In the 25th Seanad Higgins served on the Joint Oireachtas Committee on Climate Action and the Join Oireachtas Committee on Employment Affairs and Social Protection.

In 2021, Higgins introduced a motion to support the TRIPS Waiver on the COVID-19 vaccine, which was passed in the Seanad.

Higgins tabled over 100 amendments to the Climate Action and Low Carbon Development (Amendment) Bill 2021 to strengthen emissions targets and place stronger requirements for climate justice and just transition in the Bill. Journalist Miriam Lord said Higgins’ work on the Bill “won universal praise” and that she “saw the global picture, knew her subject inside out, was detailed and logical and spent hours in the chamber.”
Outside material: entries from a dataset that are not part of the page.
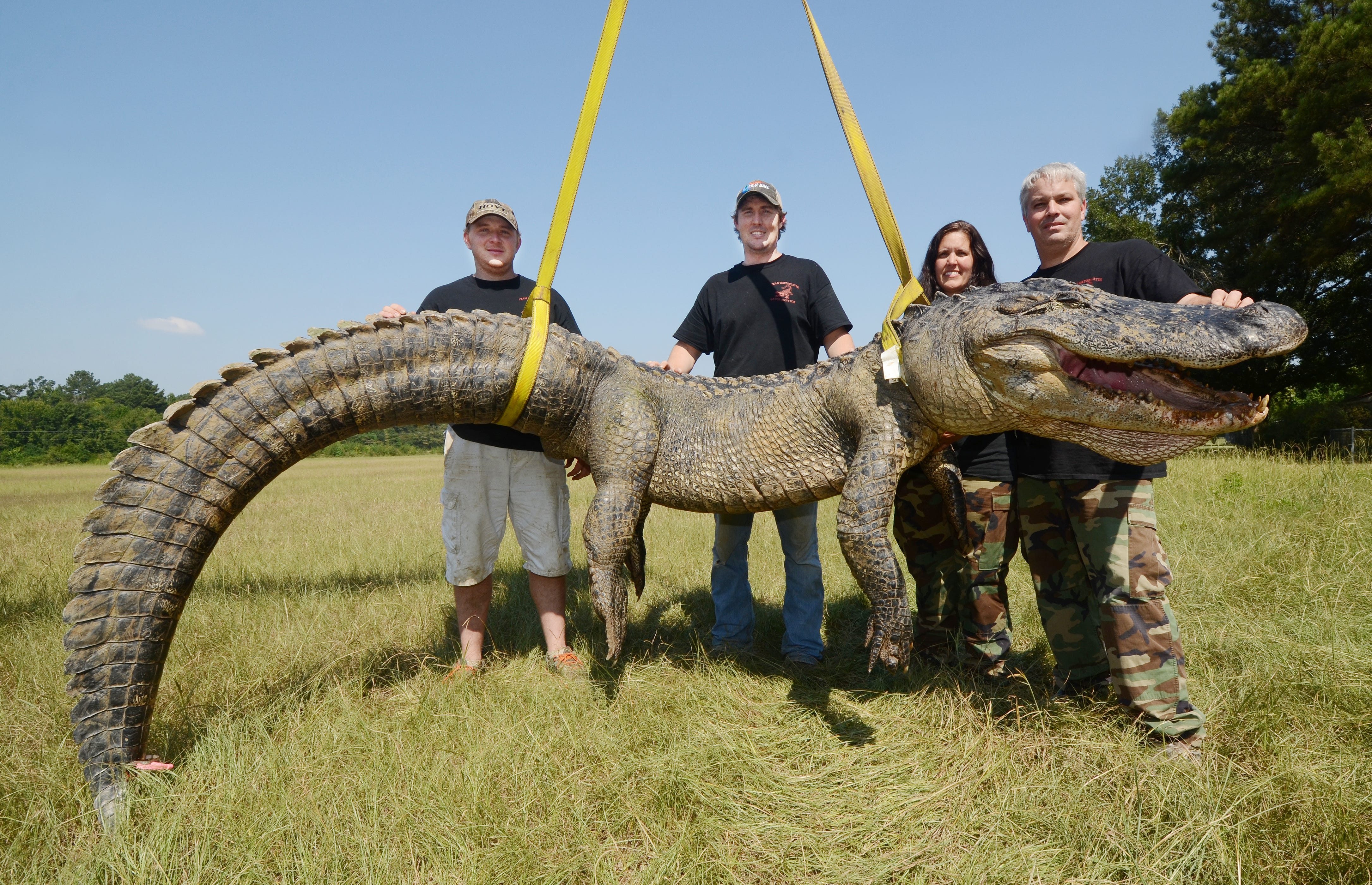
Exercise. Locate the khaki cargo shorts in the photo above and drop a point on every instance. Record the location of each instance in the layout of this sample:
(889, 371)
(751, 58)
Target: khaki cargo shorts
(485, 484)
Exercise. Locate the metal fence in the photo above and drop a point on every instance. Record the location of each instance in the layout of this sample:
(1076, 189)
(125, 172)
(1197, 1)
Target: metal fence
(1353, 441)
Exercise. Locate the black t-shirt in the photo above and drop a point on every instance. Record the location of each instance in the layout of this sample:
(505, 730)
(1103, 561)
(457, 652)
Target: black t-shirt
(987, 456)
(1134, 269)
(763, 319)
(496, 297)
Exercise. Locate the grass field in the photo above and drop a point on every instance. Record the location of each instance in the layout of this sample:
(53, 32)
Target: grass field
(315, 740)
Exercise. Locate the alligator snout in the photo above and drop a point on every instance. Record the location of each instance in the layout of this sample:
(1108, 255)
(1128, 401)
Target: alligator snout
(1266, 328)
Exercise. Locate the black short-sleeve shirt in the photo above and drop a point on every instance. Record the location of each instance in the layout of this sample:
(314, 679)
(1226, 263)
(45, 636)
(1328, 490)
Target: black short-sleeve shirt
(1134, 269)
(763, 319)
(496, 297)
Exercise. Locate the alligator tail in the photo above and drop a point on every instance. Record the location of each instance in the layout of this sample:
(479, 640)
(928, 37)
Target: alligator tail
(186, 478)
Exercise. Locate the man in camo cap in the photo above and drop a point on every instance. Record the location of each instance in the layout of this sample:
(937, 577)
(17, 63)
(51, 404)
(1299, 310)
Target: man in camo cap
(492, 471)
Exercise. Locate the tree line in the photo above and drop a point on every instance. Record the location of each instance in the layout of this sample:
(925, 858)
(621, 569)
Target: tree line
(1260, 180)
(1263, 182)
(86, 420)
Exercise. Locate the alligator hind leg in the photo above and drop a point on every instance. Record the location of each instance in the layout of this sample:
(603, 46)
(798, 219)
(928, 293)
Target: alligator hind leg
(637, 557)
(864, 516)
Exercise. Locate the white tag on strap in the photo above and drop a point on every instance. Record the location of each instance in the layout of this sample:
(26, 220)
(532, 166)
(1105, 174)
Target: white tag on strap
(891, 364)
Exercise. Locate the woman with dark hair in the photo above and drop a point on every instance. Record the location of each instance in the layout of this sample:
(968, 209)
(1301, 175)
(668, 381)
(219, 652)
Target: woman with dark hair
(960, 603)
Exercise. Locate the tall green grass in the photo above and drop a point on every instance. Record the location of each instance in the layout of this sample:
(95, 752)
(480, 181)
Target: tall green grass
(315, 740)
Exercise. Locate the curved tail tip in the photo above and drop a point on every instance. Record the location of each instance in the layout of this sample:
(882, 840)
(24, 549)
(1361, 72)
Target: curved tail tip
(112, 806)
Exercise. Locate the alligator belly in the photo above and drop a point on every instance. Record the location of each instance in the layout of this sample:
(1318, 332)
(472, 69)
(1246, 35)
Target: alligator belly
(706, 477)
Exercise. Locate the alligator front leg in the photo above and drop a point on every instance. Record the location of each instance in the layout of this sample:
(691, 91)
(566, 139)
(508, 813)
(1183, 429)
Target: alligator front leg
(864, 516)
(622, 461)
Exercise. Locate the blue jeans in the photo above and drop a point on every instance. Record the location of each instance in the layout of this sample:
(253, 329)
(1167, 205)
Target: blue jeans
(803, 608)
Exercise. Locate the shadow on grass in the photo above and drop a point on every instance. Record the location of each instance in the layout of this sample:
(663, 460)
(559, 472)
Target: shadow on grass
(676, 628)
(345, 581)
(36, 607)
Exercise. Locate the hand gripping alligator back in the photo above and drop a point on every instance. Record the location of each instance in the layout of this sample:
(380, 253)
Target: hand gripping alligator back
(696, 444)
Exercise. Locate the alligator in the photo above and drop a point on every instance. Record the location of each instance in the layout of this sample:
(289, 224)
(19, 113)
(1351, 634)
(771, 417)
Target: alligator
(1047, 357)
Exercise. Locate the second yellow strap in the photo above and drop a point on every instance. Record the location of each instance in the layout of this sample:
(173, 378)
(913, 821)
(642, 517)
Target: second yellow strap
(540, 301)
(910, 290)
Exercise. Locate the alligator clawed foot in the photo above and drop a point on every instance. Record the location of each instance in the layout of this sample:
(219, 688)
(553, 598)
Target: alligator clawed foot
(888, 644)
(610, 607)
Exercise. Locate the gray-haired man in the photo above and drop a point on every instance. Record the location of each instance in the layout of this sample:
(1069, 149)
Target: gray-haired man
(1089, 527)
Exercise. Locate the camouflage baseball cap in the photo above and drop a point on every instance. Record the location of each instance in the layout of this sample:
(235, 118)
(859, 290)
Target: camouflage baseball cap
(762, 190)
(492, 208)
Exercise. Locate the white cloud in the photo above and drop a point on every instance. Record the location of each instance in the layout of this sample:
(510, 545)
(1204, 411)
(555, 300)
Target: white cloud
(172, 324)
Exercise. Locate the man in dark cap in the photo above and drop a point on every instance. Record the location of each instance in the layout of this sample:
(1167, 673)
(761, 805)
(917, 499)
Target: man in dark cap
(770, 313)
In 2023, Higgins introduced the Climate Action and Biodiversity (Mandates of Certain Organisations) Bill, which would give Coillte and Bord na Mona - two of the largest landowners in Ireland - mandates for nature and climate action. The legislation would also require the bodies to enact just transition policies.

She was re-elected at the 2025 Seanad election.

==Personal life==
In June 2023, she gave birth to her first child, a boy.